As the Telegraph is reporting, Bollea recently claimed that Hogan is gay and had an affair with wrestler Brutus Beefcake. She also accused the wrestler of being prone to violent, threatening outbursts during their marriage.

US Weekly notes that in her memoir, "Wrestling The Hulk: My Life Against the Ropes," Bollea writes, Hogan "...tore my clothes, threw lamps, and held me down on the bed with his hands around my throat during arguments... I was always afraid he would kill me in one of his rages."

The revelation of Hogan's supposed affair with Beefcake occurred while she was promoting the book.

Thursday Hogan fired back by filing an 18-page civil suit against Bollea claiming he was defamed reports the St. Petersburg Times.

Hogan's attorney, Wil Florin, told to the paper, "He's being accused of all sorts of vile conduct that he did not commit," adding, "Miss Bollea's made enough of these outrageous allegations that it's time they stop. The only realistic way of making them stop is through the court system."
Hogan himself said:

_ *"If any of that was true, I would admit it, and (if) I was a homosexual I would embrace it. It's just so crazy to hear, so I have a real problem with it... If you're going to say I'm something that I'm not to try to ruin my career and my livelihood... I have to answer her back. It's so ridiculous. I don't mean to laugh about it, because it's not funny. But it's insane. It doesn't make any sense to me."*_


----------



## IronAddict (Dec 15, 2011)

That's the lowest any female could go, calling you a homo, much less your ex wife!

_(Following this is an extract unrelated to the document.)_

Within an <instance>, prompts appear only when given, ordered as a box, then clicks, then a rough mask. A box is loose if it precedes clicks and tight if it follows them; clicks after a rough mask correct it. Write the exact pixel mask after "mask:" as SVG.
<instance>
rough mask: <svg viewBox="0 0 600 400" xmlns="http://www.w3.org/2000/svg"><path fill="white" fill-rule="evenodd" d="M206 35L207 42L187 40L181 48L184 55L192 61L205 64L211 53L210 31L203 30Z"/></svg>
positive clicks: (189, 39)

Such bitterness, Linda. By the way, how's your relationship going with that teenager, anyways? 

Such maturity, geesh!


----------



## oufinny (Dec 15, 2011)

IronAddict said:


> That's the lowest any female could go, calling you a homo, much less your ex wife!
> 
> Such bitterness, Linda. By the way, how's your relationship going with that teenager, anyways?
> 
> Such maturity, geesh!



That pretty much sums up my exact thinking as well.


----------



## myCATpowerlifts (Dec 15, 2011)

Once a gold-digger, always a gold-digger.


----------



## ~RaZr~ (Dec 15, 2011)

What a bitch. I remember seeing on his reality show, post divorce, she was living in his house with that teenager. 

Whatcha gonna do Linda?!


----------



## Arnold (Dec 15, 2011)

she is scum.


----------



## gamma (Dec 15, 2011)

so women u gotta watch em ....what a bitch


----------



## Rodja (Dec 15, 2011)

Gold-digging, useless cunt.  I hope he gets back every penny that she stole from him.


----------



## ExLe (Dec 15, 2011)

Gold digging tramp whore...

Even if Hogan was tapping Beefcake, she got her $ and is screwing a 20 year old...

She needs to just keep her whore ass mouth shut and learn to live out of the spotlight...

Dumb bitch...






YouTube Video


----------



## ANIMALHAUS (Dec 15, 2011)

Train, say your prayers, and take your vitamins.


----------



## bulldogz (Dec 15, 2011)

What a bitch...!

My opinion is..there are very few women who are really that mature per say...when shit hits the fan they fight dirty, really dirty...this is from my personal experience plus I'm living it right now..


----------



## SFW (Dec 15, 2011)

He must want to kill her, seriously.


----------



## MDR (Dec 15, 2011)

Classless move on her part, no doubt.  I read somewhere she did pretty well for herself in the divorce, too.  He seems to be dealing with her nonsense pretty well.  How they behave after a break-up or divorce says a lot about a person.  Seems she is determined to squeeze every last cheap dollar out of the situation.


----------



## Bigbully100678 (Dec 15, 2011)

I watched a special on I think A&E, that was about him. Caulked funding hulk Hogan it something like that. Anyhow, she totally fucked him, as well as her kids. Their daughter doesn't really like her. When their son got in that accident, and was hit with the civil law suit by the parents of the kid who was killed in the crash. She just left it all up to him, go to court, pay, everything. Pay for their sons lawyers. He was being bled dry by her, the civil suit, and paying for his sons attorney and whatnot. Pretty shitty.


----------